Nach 12 Jahren als Delegierte des Vorstands trat Ruth Ludwig-Hagemann an der GGG-Mitgliederversammlung vom 16. Juni zurück; als Nachfolger wurde David Andreetti gewählt.

Markus Leuenberger wird ab  August 2023 neuer Rektor des Gymnasiums Laufental-Thierstein und damit Nachfolger von Isidor Huber, der in Pension gehen wird.

Andreas Eggimann, Chief Digital & Information Officer (CDIO) und Mitglied des Executive Board der MCH Group verlässt das Unternehmen im Verlaufe des Sommers.

Der Liestal Gymnasiums-Rektor Thomas Rätz wird im Sommer 2023 in Pension gehen, worauf die bisherigen Konrektoren Urban Kessler und Andreas Langlotz seine Nachfolge als Co-Rektoren antreten werden.

Die Basler Regierung hat die Wohnschutzkommission gewählt: Rico Michael Maritz (vorsitzender Präsident), Béatrice Elisabeth Müller Schnürle, Piotr Franciszek Brzoza (Präsidium); Vera Gruber, Felix Spiegel, und Markus Anderegg (Vermietende); Beat Leuthardt (Mieterschaft); Martin Schlatter (Schreiber).

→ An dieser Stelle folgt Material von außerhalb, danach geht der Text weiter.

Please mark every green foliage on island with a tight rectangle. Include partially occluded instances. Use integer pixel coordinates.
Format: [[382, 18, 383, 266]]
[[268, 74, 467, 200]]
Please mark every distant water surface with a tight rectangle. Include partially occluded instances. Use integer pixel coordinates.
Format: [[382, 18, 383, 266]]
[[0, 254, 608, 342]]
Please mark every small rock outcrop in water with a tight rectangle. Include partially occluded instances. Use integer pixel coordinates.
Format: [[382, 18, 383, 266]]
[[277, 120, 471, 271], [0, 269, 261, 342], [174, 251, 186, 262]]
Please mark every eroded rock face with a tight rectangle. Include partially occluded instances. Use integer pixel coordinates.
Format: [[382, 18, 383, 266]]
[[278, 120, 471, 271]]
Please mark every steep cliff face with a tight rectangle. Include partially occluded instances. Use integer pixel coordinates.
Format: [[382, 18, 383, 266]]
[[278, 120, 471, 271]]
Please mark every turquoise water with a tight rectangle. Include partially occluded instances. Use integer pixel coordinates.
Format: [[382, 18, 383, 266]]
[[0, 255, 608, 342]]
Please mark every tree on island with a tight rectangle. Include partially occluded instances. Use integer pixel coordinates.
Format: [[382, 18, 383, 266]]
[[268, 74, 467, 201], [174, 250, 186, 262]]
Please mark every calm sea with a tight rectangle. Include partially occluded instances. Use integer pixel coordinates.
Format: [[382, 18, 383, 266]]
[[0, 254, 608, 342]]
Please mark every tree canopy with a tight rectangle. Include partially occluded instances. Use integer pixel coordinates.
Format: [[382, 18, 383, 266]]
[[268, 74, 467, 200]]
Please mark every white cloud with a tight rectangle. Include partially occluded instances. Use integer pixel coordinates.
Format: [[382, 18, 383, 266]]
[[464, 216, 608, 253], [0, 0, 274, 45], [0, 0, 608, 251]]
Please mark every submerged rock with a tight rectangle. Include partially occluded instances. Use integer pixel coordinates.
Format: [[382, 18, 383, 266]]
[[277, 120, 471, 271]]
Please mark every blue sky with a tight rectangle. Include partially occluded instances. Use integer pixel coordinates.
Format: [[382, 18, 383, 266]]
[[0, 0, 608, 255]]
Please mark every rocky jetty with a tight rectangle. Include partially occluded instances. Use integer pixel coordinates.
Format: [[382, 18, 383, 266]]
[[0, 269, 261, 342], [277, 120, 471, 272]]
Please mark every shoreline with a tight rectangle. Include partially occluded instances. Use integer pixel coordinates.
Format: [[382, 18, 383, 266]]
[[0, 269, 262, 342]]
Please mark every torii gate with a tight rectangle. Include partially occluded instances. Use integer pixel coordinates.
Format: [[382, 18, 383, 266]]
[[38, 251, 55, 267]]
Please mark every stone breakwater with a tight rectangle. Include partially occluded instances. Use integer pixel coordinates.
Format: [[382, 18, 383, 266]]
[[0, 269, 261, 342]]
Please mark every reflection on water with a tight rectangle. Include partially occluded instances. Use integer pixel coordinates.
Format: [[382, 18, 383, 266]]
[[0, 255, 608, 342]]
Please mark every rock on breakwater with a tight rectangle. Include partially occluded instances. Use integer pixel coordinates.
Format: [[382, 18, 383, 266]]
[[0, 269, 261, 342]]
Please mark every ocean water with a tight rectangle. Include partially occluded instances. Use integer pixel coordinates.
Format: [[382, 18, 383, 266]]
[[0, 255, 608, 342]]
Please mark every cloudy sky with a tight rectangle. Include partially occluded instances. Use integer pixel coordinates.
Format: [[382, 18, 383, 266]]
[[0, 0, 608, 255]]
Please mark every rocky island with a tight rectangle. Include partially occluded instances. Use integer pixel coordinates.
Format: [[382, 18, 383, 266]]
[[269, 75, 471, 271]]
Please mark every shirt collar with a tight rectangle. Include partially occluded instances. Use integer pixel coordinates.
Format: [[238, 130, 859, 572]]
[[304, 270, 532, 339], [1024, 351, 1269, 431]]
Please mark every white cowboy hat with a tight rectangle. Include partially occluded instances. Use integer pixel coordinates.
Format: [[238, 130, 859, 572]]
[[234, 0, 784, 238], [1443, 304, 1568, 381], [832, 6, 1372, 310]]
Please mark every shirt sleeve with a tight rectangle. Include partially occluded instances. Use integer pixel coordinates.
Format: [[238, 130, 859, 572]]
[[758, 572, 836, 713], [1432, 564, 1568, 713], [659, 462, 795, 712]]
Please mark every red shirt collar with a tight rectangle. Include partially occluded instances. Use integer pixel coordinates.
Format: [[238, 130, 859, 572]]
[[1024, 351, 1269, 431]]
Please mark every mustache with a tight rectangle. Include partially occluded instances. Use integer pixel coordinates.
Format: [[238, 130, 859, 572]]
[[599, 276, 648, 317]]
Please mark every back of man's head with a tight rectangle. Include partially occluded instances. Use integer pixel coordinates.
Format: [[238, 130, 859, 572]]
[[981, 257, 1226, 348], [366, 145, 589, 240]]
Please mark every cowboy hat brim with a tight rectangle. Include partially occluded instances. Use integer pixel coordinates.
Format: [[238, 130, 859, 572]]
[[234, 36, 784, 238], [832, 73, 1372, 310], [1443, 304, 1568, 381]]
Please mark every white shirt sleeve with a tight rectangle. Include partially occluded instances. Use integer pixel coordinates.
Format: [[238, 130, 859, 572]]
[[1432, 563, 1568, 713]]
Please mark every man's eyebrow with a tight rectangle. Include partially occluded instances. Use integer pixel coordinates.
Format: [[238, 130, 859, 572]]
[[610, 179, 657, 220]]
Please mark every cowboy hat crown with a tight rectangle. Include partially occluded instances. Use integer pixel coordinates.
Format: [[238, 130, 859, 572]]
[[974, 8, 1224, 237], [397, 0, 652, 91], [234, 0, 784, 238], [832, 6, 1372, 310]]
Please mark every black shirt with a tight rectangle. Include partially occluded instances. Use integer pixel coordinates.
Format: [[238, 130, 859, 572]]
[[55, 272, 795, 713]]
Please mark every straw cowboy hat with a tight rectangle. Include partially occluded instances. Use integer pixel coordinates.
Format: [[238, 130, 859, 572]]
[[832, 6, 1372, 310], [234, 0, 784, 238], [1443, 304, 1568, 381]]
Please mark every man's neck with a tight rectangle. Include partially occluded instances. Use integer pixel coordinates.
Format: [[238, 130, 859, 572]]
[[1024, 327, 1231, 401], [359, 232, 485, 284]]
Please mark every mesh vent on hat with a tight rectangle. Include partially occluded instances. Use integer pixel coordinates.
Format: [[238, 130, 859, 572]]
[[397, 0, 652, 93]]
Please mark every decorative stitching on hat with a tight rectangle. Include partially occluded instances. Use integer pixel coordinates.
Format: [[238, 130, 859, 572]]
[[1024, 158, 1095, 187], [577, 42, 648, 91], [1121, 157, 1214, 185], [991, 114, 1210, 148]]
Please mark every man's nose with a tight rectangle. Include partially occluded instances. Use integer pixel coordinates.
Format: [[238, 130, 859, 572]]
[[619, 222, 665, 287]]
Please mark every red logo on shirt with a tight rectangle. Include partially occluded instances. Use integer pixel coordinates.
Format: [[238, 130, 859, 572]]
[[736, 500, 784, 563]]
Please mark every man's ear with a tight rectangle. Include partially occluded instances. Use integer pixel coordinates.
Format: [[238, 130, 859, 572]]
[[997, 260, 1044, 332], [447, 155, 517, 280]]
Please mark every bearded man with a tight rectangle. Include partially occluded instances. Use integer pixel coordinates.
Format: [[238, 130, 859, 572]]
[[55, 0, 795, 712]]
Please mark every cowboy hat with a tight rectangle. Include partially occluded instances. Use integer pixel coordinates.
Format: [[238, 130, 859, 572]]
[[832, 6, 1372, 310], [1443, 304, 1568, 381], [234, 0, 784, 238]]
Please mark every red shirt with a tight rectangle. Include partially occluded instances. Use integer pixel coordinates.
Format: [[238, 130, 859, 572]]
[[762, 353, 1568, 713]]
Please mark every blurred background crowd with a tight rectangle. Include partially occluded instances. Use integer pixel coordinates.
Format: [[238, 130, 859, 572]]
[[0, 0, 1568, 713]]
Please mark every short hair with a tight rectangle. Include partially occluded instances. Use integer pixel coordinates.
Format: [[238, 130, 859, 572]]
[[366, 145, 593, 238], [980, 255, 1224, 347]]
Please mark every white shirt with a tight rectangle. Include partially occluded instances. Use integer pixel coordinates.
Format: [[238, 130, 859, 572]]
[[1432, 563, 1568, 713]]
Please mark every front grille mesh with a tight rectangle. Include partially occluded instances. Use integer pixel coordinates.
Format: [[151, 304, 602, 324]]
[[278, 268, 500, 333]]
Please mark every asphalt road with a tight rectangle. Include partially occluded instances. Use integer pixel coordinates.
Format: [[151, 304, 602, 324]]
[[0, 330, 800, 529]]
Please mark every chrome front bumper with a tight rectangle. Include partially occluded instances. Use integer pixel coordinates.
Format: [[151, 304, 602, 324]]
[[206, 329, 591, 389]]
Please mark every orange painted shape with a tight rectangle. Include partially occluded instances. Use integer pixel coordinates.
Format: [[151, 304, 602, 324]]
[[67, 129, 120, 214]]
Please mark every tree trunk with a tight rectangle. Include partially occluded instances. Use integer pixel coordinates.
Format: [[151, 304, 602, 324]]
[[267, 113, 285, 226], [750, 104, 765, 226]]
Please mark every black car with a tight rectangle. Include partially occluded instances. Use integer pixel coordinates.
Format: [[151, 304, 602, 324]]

Die Kommission für Wirtschaft und Abgaben (WAK) des Basler Grossen Rates unterstützt die Beteiligung des Kantons Basel-Stadt an einer Kapitalerhöhung der MCH Group AG, wie es die Regierung vorschlägt.

Die künftige Direktorin des Basler Waisenhauses ist Anita Conrad, die auf den Ende November 2023 pensionierten Uli Hammler folgt.